Figure 2. QEMU and CoreSight modes
Figure 2. QEMU and CoreSight modes

Introduction to CoreSight

Some modern CPUs have a feature that traces processor behavior at runtime for debugging or performance monitoring purposes. Both Intel PT and ARM CoreSight have sufficient features to provide trace data, such as branch information for fuzzing feedback generation. CoreSight differs from Intel PT in some respects. Its specification defines more functions than the Intel PT, and it is provided as a set of multiple hardware components, while the Intel processor integrates the Intel PT as a single function.
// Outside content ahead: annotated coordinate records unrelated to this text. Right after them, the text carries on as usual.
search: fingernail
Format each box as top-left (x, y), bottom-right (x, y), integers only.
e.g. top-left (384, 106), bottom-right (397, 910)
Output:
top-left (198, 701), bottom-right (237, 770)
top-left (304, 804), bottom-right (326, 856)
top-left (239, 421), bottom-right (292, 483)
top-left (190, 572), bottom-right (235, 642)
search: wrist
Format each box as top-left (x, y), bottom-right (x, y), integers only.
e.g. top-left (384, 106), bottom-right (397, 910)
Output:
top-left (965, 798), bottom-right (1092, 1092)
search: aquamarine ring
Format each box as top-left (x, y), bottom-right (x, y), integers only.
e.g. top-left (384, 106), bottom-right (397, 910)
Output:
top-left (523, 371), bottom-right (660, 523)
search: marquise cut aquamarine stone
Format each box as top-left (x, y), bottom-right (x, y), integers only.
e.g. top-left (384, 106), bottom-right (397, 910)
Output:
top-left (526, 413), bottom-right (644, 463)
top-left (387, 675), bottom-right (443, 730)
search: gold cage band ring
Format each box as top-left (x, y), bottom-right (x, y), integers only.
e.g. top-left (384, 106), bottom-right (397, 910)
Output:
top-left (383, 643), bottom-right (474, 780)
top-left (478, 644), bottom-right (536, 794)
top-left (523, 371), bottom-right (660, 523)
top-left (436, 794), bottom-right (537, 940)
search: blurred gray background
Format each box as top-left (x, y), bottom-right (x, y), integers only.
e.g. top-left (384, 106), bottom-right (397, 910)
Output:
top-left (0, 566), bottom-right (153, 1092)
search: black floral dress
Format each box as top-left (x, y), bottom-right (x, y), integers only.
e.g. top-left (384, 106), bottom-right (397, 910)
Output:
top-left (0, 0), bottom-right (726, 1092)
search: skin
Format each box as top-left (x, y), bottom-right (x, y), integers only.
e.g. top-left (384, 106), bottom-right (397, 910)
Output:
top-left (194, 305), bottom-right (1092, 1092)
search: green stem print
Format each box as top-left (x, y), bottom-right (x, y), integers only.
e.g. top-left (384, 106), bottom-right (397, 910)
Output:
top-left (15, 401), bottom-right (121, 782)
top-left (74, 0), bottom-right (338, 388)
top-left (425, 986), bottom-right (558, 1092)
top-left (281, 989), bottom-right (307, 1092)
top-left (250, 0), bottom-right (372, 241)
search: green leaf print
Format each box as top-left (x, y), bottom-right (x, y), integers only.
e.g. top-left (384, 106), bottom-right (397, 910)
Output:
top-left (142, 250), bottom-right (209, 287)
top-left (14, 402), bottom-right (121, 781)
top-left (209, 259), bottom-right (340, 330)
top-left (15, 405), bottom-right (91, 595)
The CoreSight implementations differ from SoC to SoC because the vendor configures the CoreSight hardware components when designing the processor. The system consists of three types of components: trace source, trace sink, and trace link. A trace source is a trace generator, and a trace sink stores or transfers traces. A trace link connects trace sources and trace sinks. In CoreSight, a set of bits known as a packet represents a trace, and a series of packets is referred to as trace data. To reconstruct the program behaviors from the trace data, we have to decode the packets in the trace data.
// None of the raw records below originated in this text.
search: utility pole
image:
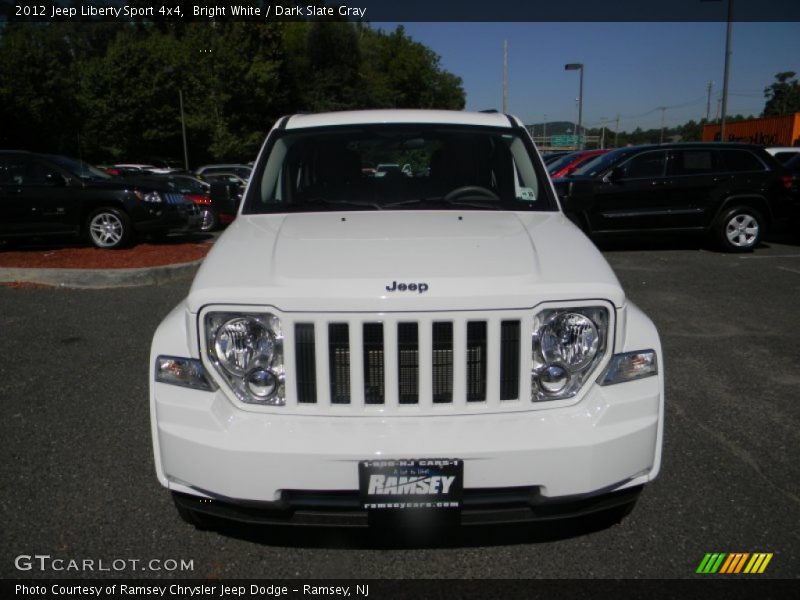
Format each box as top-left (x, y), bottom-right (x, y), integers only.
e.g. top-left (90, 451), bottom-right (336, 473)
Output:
top-left (542, 114), bottom-right (548, 146)
top-left (719, 0), bottom-right (733, 142)
top-left (178, 88), bottom-right (189, 171)
top-left (503, 40), bottom-right (508, 114)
For more details of the CoreSight, please refer to the following ARM official CoreSight introduction:

To summarize, we need a tracer that controls the components and a decoder for the given trace data to generate feedback from the CoreSight.

AFL++ CoreSight mode

We developed a new tracer coresight-trace and decoder coresight-decoder for the AFL++ CoreSight mode. A characteristic of the tracer is that it runs entirely on user-space and does not depend on the Linux kernel CoreSight device drivers. Based on this design, even if the Linux kernel on the system cannot recognize the CoreSight devices because of the lack of device tree registration, the tracer can communicate with the CoreSight components to retrieve the traces. The decoder’s highlighted features include the following: 1) it supports the path coverage scheme proposed in the PTrix for Intel PT and the traditional AFL-style edge coverage; 2) it aims for high performance by providing a multi-layer cache mechanism and by supporting concurrent execution with the tracer. The decoder design is based on the best practice in Intel PT, because the decoding tends to be the bottleneck.

The tracer and decoder are available on:

The following chapters describe the technical issues we solved to develop a CoreSight-based fuzzing feedback in tracer and decoder.

Tracer: coresight-trace

A tracer is responsible for retrieving the traces required to generate feedback by monitoring a PUT and by manipulating the CoreSight components. It controls the tracing of the PUT process as it starts and stops.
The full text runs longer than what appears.